Thomas Axworthy once wrote, “Democracy is judged by the way the majority treats the minority.” In that small, vibrant room, I saw that test in motion. Inclusion begins with rights, but it must grow into participation, representation, and fairness in outcomes. After that workshop, my belief shifted: political transformation depends not just on who holds power, but how we hold space.
In Nepal today, youth make up about 42.5% of the population, and over 50% of registered voters are aged between 18 and 40. Yet in the federal House of Representatives (275 seats), only about 11% of MPs are under 40. Similarly, over 41% of elected local representatives fall in the 21–40 age group. These numbers show a yawning gap between youthful voice and actual representation.

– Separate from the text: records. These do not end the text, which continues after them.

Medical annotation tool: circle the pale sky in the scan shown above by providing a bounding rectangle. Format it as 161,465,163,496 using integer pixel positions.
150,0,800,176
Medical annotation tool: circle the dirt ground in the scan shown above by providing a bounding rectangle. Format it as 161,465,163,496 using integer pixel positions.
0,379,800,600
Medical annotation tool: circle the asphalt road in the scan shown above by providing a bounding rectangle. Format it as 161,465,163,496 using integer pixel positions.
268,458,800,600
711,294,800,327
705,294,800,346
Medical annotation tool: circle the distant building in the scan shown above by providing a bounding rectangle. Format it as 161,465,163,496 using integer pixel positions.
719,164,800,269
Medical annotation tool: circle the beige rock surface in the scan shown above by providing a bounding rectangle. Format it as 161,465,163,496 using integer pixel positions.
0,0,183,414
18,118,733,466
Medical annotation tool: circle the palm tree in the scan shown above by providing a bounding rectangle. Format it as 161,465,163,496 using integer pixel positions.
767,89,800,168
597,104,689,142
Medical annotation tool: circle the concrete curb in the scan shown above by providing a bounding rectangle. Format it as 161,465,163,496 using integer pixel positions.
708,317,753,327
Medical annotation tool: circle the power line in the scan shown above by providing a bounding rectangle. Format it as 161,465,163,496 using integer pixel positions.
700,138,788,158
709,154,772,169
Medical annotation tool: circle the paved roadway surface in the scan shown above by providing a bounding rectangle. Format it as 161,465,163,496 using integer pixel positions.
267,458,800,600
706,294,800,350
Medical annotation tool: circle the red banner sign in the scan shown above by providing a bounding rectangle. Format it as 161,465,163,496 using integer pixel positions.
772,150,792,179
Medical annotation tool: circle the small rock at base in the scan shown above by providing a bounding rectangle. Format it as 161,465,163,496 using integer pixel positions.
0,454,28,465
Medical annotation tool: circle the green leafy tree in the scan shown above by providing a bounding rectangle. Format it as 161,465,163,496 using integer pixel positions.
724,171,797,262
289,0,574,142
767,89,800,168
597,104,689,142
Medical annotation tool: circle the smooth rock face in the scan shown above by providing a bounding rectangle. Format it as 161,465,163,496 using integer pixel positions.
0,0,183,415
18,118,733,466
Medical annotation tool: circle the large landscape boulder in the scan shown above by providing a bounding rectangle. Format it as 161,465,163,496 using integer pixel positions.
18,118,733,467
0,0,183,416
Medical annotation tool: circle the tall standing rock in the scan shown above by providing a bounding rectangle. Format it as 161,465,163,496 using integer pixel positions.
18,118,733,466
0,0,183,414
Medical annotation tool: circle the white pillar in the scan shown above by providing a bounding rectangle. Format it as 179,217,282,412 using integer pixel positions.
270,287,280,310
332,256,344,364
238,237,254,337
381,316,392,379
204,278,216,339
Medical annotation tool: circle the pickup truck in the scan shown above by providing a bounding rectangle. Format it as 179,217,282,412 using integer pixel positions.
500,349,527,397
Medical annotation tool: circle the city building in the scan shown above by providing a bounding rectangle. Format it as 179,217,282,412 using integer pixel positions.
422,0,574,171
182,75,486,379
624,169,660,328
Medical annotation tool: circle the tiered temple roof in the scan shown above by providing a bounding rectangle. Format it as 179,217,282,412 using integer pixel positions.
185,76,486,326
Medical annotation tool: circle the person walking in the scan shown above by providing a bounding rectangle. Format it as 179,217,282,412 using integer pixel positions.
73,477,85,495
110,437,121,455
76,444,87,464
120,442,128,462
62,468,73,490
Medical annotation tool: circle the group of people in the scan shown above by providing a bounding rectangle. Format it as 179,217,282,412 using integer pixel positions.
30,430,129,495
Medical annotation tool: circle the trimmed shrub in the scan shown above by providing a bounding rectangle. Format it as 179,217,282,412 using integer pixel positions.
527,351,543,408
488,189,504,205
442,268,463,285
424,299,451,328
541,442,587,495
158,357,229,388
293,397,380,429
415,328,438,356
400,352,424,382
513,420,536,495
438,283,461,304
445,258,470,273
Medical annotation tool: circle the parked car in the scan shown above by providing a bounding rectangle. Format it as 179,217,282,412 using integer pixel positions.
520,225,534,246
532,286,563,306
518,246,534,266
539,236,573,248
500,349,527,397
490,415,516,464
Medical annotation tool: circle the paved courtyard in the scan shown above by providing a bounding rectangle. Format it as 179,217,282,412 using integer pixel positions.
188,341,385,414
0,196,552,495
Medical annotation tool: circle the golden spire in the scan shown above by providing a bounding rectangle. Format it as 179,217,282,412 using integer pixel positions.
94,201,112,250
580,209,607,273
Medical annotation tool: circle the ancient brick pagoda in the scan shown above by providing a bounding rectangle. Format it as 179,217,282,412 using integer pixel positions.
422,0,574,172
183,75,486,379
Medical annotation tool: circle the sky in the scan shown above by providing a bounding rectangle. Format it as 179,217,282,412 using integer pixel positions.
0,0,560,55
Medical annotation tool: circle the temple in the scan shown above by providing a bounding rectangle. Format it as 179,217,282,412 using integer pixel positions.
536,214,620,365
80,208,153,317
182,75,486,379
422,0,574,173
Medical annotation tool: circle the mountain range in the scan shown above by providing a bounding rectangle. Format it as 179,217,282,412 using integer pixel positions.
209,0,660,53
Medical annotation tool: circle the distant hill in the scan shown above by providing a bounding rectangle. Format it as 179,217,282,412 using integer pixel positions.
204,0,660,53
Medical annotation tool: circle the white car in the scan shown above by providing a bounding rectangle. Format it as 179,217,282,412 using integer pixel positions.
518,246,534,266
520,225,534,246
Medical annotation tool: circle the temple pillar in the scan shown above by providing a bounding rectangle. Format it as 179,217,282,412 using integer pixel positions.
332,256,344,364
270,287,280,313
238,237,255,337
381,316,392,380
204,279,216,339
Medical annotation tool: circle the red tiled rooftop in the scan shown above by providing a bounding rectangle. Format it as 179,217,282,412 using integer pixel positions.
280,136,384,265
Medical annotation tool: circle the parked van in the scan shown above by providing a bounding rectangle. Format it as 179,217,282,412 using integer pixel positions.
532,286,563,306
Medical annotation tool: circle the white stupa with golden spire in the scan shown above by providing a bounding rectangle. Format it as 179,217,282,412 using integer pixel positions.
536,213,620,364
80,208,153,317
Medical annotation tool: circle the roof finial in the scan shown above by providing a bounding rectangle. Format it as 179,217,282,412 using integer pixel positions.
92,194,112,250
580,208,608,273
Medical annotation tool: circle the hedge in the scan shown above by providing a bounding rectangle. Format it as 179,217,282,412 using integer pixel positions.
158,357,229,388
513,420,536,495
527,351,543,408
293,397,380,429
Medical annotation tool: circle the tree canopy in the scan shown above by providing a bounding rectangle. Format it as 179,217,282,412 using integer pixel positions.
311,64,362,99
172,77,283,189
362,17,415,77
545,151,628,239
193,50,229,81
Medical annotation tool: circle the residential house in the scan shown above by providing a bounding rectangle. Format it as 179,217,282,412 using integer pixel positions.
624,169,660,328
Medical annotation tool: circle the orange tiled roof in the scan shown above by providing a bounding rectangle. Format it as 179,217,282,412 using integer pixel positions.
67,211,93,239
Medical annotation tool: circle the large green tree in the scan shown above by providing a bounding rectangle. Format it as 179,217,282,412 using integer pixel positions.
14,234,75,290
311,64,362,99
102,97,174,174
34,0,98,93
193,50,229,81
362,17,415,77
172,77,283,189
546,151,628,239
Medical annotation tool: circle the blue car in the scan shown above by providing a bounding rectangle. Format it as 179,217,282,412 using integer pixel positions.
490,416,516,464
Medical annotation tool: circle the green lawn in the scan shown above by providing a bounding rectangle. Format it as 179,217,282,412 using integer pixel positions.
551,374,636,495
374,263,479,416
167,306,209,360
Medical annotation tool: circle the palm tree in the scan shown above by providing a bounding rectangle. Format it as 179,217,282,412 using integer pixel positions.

During the workshop, we studied how inclusion cannot be achieved by policy alone. It starts with how we see problems, how we imagine solutions. Through systems thinking we traced how something as local as irregular garbage collection connects to municipal budgets, federal coordination, and citizen participation. When we see the web instead of a strand, we begin to act with purpose. Speakers like Kailash Rai and Hari Sharma reminded us that politics is not only governance; it is the invisible hierarchy that shapes everyday life-who gets to speak, who decides, who is silenced. Participants wrote letters to Members of Parliament, practiced policy making, and reflected on their positionality in systems of privilege and exclusion.
The most powerful realization was this: inclusion isn’t a checkbox. It’s something one lives every day. It starts with who you bring into the room, whose stories you make space for, and how you choose to listen when someone’s truth doesn’t feel like your own. Power isn’t confined to parliament or policy; it exists in classrooms, in conversations, in the courage to show up. Most of all, I learned that youth do not need permission to participate. We are already there. Seeing young people from Madhesh, from Indigenous communities, from the hills sit together, question the system, and dream out loud reminded me why this work matters. Democracy is not a building in Kathmandu. It is a living system shaped by everyday choices, conversations, and the courage to build something new.